Ed's Blog

Like clockwork, after any big data breach is disclosed, powerful special interests seek to turn the problem into a bigger problem for consumers by using it as an opportunity to enact some sort of narrow federal legislation that broadly eliminates state data breach notification, state data security and other privacy protections.  I testified yesterday in the House Financial Services Committee (link to full hearing archive and video transcript) warning of their efforts. I warned in particular of their Trojan Horse efforts to hide their broader plans. They don't simply want to create a "uniform national breach law." Inside that Trojan Horse is their ultimate plan: to permanently take away all existing state data security laws and deny the states any authority to enact new privacy laws, even on new problems identified that Congress hasn't yet or purposely didn't solve.

I made several key points:

First, that the Equifax breach was among the worst ever because the firm lost your financial DNA. Your Social Security Number is the key to identity theft: it doesn't change and may become more valuable to thieves over time, unlike a merchant breach of a credit card number, which has a limited shelf life.

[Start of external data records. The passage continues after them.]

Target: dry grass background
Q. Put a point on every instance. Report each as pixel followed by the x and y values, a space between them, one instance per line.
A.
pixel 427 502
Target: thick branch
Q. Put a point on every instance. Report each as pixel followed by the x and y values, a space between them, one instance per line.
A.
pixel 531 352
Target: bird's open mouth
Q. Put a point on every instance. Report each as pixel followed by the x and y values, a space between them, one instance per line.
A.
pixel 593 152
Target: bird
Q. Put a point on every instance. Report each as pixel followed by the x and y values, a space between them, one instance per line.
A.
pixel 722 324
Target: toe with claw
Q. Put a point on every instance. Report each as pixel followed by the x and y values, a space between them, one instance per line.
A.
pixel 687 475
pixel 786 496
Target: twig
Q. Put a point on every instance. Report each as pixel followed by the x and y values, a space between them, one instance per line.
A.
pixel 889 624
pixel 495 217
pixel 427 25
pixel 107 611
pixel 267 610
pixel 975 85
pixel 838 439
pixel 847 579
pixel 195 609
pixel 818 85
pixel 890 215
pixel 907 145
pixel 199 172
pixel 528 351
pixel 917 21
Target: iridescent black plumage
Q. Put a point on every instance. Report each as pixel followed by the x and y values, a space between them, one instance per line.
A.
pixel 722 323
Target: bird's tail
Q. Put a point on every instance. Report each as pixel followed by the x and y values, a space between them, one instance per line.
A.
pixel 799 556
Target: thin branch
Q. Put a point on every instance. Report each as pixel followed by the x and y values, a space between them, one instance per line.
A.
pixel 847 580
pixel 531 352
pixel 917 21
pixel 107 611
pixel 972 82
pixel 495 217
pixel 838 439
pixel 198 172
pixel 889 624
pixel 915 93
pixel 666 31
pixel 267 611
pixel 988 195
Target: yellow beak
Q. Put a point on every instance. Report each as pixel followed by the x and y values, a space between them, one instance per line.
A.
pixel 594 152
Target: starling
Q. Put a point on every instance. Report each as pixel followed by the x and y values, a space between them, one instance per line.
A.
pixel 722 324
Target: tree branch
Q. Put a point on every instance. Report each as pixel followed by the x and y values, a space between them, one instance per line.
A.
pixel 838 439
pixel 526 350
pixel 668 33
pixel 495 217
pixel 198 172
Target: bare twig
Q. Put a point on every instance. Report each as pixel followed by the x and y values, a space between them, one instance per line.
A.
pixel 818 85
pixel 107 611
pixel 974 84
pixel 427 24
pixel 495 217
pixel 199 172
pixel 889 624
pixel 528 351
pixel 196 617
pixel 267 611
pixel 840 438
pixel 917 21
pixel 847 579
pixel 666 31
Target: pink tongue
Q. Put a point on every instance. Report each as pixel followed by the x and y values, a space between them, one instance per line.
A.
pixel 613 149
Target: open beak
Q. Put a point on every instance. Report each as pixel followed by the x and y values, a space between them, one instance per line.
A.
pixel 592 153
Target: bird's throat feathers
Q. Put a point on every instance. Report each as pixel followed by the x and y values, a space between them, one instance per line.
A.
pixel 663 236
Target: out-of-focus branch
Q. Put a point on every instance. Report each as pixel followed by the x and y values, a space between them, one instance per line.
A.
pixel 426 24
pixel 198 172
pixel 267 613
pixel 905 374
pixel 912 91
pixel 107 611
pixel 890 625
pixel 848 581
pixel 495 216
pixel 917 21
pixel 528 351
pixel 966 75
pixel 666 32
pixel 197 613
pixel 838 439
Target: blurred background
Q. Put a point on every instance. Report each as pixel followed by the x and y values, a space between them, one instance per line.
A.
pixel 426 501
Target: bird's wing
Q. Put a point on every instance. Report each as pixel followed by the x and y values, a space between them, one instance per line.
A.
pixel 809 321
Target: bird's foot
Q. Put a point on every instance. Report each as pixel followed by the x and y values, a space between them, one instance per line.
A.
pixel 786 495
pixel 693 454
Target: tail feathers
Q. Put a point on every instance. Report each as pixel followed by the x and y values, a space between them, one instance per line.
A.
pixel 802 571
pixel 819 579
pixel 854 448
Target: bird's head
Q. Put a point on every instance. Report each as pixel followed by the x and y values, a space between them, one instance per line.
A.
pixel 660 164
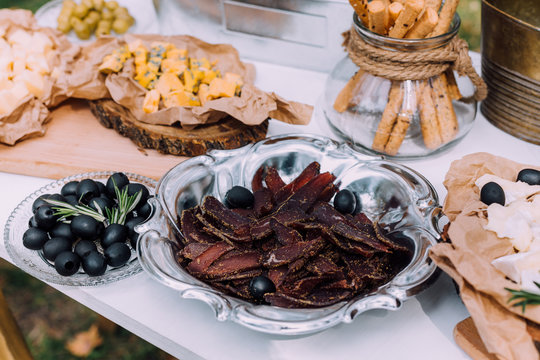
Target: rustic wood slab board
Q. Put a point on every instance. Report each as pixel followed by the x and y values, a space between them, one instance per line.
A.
pixel 466 336
pixel 75 142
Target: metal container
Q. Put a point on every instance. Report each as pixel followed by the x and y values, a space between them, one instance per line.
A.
pixel 511 66
pixel 299 33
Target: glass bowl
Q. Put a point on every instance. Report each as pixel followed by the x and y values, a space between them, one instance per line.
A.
pixel 34 263
pixel 354 103
pixel 398 197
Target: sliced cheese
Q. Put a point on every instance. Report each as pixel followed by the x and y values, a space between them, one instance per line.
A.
pixel 151 101
pixel 169 82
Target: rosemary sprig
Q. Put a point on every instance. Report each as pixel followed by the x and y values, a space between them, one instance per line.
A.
pixel 66 210
pixel 525 297
pixel 115 215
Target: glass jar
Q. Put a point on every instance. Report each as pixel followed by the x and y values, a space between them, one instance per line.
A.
pixel 399 119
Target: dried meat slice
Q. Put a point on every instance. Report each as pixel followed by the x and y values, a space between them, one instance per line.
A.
pixel 192 250
pixel 287 217
pixel 356 235
pixel 273 180
pixel 256 182
pixel 262 204
pixel 307 195
pixel 289 253
pixel 319 298
pixel 192 228
pixel 202 262
pixel 220 213
pixel 348 246
pixel 232 265
pixel 305 176
pixel 284 234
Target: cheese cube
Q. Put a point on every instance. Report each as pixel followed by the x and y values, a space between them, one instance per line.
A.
pixel 176 98
pixel 221 88
pixel 144 79
pixel 151 101
pixel 33 81
pixel 36 63
pixel 204 94
pixel 177 54
pixel 173 66
pixel 169 82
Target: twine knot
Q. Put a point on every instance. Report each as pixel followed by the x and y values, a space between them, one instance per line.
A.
pixel 401 65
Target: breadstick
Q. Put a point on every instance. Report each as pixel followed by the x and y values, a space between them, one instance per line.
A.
pixel 404 119
pixel 453 89
pixel 424 26
pixel 376 16
pixel 346 94
pixel 394 10
pixel 429 124
pixel 407 18
pixel 360 8
pixel 445 17
pixel 445 111
pixel 434 4
pixel 398 132
pixel 384 129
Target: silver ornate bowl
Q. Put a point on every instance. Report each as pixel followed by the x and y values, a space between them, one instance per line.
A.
pixel 398 197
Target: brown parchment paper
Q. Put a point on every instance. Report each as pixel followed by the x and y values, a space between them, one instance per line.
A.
pixel 467 259
pixel 30 115
pixel 252 107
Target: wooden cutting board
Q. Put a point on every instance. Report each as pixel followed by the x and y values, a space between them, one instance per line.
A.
pixel 75 142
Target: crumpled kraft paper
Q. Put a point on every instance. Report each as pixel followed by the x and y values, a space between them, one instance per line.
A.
pixel 468 257
pixel 252 107
pixel 27 119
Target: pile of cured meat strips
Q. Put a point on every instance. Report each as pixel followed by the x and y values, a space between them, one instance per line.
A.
pixel 314 255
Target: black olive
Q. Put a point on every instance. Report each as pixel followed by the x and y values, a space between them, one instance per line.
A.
pixel 40 201
pixel 529 176
pixel 94 264
pixel 72 199
pixel 34 238
pixel 57 197
pixel 84 247
pixel 114 233
pixel 345 202
pixel 87 189
pixel 69 188
pixel 100 202
pixel 117 254
pixel 67 263
pixel 45 217
pixel 260 285
pixel 102 188
pixel 55 246
pixel 492 193
pixel 62 229
pixel 134 188
pixel 32 222
pixel 239 197
pixel 144 211
pixel 118 179
pixel 86 227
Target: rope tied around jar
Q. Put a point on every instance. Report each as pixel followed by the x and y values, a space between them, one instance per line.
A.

Second, that I am incredulous that Equifax, a data broker with only one job -- buying and selling consumer information -- had such an epic fail in protecting that information and then responding to its epic fail.

Third, I extensively explain the data broker and Big Data universes where consumers have no rights to control the collection and sale of their personal information. We are products, not customers.

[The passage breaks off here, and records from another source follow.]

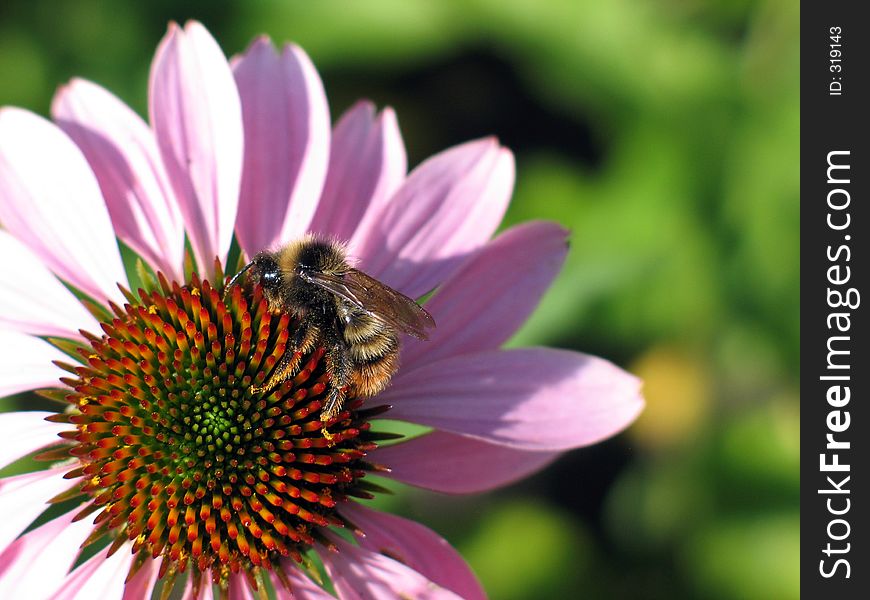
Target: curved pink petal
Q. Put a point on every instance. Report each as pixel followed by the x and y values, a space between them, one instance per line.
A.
pixel 359 574
pixel 121 150
pixel 367 164
pixel 25 363
pixel 531 398
pixel 50 200
pixel 448 207
pixel 205 590
pixel 415 546
pixel 286 121
pixel 98 577
pixel 456 464
pixel 142 583
pixel 239 588
pixel 25 432
pixel 35 564
pixel 493 293
pixel 32 299
pixel 303 588
pixel 25 497
pixel 197 118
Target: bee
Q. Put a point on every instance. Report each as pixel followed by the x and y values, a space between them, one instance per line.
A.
pixel 354 317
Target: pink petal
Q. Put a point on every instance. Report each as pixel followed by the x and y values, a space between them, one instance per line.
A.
pixel 456 464
pixel 205 590
pixel 32 299
pixel 493 293
pixel 197 118
pixel 359 574
pixel 122 151
pixel 25 432
pixel 532 398
pixel 286 121
pixel 366 165
pixel 37 562
pixel 50 200
pixel 25 363
pixel 448 207
pixel 415 546
pixel 25 497
pixel 302 586
pixel 239 588
pixel 142 584
pixel 97 577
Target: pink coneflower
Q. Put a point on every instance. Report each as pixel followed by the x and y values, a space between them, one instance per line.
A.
pixel 166 461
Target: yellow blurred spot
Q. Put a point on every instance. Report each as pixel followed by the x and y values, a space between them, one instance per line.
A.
pixel 677 388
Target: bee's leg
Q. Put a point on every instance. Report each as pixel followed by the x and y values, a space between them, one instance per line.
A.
pixel 303 342
pixel 339 366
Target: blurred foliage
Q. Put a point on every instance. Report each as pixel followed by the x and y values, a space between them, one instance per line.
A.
pixel 665 134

Fourth, I point out out that while Equifax credit reports are highly regulated, its data security practices -- including financial DNA protection -- and its massive non-credit reporting data broker businesses are not.

But the bulk of my testimony explains that although the severity of the Equifax breach demands policymakers enact stronger, not weaker, consumer protections, Congress is considering industry-backed bills to preempt, or override, numerous stronger state data breach and data security protections. Worse, the bills have a kicker: most permanently take the states off the board as privacy first responders and innovators. From my testimony:

The other problem with enacting a preemptive federal breach notification law is that industry lobbyists will seek language that not only preempts state breach notification laws but also prevent states from enacting any future data security or privacy laws. This is the Trojan Horse problem. A small federal gain should not result in a big rollback of state authority. As one example of a Trojan Horse provision I call your attention to a bill approved by this committee in the last Congress.  HR 2205, the Data Security Act of 2015 (Neugebauer), included sweeping preemption language that is unacceptable to consumer and privacy groups and likely also to most state attorneys general. While I note that this bill has numerous other objectionable provisions, which I am happy to discuss, its sweeping preemption language is illustrative of long-sought industry goals to take states off the board.

I pointed out that numerous critical provisions of California, Massachusetts, Illinois, Texas and other state breach notification laws would be eliminated as would 17 state laws that include a consumer private right of action to sue data breach notification law violators. I go on to associate my remarks opposing preemption with those of several consumer and state assistant attorney general colleagues who made similar points at a continuation of the Equifax hearing last week, which also featured my U.S. PIRG colleague Mike Litt's testimony on the need for a free national credit freeze right for all to restore some control to consumers. After all, we are not credit bureau customers; we are their product. Beware industry lobbyists bearing gifts.

(Trojan Horse by Ashqtara is used under its Creative Commons 3.0 Attribution-No Derivatives license).